Performance Pressure is Real
Yes, we understand the performance pressure on CEOs, the SVP of Sales and their teams to meet quarterly targets. Shareholders and Board members alike want to see that the short-term goals they put in place are achieved and are showing progress. They see anything else as a failure to meet ever-increasing expectations.

And so the pressure to perform continues to increase quarter-by-quarter. Even when the targets are reached, the celebration is short-lived. After all, the next quarter-end is only 13 weeks away.

Does it Make Sense to Behave Quarterly?
Many leaders seriously question whether this is a smart way to run a company strategically and culturally.

  • Are too many companies and leaders too distracted by short-term pressures?
  • Are well-conceived plans for the company’s long-term organizational health and strategic success being sacrificed at the altar of short-term gains?

The Consequences of Missing the Bigger Picture
We maintain that a strategy that lives only in 13-week intervals can miss the bigger picture. To succeed, organizations need to actually implement their full strategy over time, not just in tactical increments.  Based upon our organizational alignment research, we also know that strategic clarity accounts for 31% of the difference between high and low performing organizations.

The highest performing companies keep their eye on the long-term prize while wisely handling short-term pressures from their stakeholders.

Four Strategy Warning Signs
Here are four strategy warning signs that your leadership is too distracted with the short-term and may be missing the bigger picture:

  1. Strategic Ambiguity
    The overall strategy cannot be clearly articulated by each and every employee in a way that makes sense to them and their role in making it happen.
  2. Closing the Quarter
    Your Board pays more attention to short-term sales results and tactics than key strategies for success.
  3. Too Many People
    You are increasing the size of your workforce faster than is warranted by your market position and growth rate.
  4. Misaligned Incentives
    Your sales team is incentivized more by commissions on short-term sales than on building long-term and profitable client relationships.

How to Change the Conversation
Do any of those strategy warning signs sound familiar to you?
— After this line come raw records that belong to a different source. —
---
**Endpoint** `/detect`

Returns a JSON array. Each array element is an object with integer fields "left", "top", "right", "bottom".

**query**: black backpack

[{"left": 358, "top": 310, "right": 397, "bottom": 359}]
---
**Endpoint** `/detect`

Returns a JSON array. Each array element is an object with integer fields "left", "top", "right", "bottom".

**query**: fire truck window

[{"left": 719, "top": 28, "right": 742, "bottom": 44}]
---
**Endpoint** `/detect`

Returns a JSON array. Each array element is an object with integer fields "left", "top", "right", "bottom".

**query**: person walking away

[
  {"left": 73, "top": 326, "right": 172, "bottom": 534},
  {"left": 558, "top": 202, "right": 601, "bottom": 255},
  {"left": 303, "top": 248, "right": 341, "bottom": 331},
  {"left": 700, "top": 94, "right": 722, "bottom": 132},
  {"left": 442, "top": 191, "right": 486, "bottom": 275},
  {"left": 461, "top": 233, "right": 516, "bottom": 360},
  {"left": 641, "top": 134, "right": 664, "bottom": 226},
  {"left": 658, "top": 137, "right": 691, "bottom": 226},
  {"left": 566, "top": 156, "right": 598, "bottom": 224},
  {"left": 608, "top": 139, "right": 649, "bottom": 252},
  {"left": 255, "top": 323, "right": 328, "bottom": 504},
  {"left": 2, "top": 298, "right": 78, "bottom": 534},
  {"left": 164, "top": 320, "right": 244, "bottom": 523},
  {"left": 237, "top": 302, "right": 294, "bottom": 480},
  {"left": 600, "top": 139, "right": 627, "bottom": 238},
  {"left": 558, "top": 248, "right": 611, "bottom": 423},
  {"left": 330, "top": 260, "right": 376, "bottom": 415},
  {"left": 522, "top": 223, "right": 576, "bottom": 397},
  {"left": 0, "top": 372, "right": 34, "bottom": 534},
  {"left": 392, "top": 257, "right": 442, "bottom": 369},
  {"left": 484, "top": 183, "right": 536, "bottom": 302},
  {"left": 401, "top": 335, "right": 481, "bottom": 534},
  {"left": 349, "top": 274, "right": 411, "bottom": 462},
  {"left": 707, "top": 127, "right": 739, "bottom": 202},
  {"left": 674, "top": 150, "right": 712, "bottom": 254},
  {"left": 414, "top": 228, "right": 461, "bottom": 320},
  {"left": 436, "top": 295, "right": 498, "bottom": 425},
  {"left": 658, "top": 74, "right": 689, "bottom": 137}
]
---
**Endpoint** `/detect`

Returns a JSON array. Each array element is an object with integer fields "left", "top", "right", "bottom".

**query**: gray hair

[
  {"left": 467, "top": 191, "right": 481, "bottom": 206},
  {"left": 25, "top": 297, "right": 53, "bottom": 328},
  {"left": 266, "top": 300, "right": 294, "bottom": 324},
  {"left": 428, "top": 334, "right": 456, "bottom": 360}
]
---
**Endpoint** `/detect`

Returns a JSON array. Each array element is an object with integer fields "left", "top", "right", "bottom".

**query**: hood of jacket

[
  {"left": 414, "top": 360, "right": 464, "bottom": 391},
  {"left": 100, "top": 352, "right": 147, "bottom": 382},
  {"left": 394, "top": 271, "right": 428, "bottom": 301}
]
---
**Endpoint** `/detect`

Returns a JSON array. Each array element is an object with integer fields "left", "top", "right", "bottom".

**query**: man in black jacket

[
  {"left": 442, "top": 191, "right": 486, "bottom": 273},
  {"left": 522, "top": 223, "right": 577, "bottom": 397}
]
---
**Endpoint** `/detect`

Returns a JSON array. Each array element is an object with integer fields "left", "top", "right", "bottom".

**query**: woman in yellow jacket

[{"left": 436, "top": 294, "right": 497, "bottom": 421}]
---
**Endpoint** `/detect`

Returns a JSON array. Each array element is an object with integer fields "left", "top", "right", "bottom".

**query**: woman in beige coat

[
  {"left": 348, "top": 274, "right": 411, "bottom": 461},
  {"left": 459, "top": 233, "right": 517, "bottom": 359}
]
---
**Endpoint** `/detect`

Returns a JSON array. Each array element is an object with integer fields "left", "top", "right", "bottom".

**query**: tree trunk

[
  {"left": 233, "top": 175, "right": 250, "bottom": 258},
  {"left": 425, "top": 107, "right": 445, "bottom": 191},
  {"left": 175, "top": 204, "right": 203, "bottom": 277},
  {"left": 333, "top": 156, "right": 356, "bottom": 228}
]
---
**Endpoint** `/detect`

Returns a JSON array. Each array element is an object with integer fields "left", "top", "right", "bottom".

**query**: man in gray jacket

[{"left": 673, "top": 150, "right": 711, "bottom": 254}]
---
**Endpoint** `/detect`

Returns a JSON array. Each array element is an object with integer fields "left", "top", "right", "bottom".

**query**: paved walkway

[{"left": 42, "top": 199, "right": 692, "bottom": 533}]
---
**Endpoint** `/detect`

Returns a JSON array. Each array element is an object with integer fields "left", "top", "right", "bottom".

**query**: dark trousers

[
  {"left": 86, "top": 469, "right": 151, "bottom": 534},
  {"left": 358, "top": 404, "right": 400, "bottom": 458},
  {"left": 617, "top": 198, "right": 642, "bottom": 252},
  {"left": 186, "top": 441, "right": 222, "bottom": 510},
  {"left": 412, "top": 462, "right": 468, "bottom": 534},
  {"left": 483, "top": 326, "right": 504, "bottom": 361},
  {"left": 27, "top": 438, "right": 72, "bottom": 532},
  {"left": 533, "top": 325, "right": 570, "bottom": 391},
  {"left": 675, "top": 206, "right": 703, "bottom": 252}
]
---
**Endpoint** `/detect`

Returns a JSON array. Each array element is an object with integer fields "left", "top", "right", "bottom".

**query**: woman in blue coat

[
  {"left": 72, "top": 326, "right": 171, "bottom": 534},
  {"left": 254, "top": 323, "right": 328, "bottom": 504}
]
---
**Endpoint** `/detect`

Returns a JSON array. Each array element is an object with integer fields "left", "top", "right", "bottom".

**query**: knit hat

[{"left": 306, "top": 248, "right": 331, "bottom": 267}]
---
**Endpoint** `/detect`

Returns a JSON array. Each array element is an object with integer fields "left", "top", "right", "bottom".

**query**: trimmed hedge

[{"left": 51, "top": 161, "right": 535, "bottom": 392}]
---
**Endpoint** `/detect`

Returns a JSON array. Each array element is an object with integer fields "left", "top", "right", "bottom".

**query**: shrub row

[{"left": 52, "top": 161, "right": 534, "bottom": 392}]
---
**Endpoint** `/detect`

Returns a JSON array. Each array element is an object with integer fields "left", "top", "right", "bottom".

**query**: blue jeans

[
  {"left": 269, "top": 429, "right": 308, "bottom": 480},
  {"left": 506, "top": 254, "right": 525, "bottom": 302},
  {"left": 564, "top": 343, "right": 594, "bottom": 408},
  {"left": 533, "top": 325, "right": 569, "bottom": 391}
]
If so, it’s time to change the conversation.

  • Strategic Clarity
    See that your strategy is well understood by your entire workforce. It should be easily stated and subscribed to by the rank and file as well as by leadership. The right business strategy should guide decisions and activities throughout the organization so there is alignment on what is moving the company forward.

    Test your strategic clarity now.

  • Solid Balance
    Focus both Board and Executive Team meetings on a few key strategies that will promote long-term health and success. Quarterly progress should be reported.

    However, short-term results should not be seen as the absolute measure of success but as a directional indicator of the overall strategy’s progress.

  • Growth Rate
    Be careful not to let short-term success drive premature decisions to grow. Keep the big picture in mind so you don’t add too much overhead too quickly or underestimate future staffing needs.
  • Rewards & Recognition
    Revamp your sales team compensation program so that it rewards the right behaviors — balance rewarding long-term relationship building and short-term wins to align with your longer-term strategy.

The Bottom Line
Short-term metrics have their place.  They can help monitor progress, provide feedback, and guide decisions.  But they should not conflict with long-term organizational health and strategy execution.  Remember even a triage approach (which is often required during rapid growth) works best when it is aligned with longer-term strategies and plans.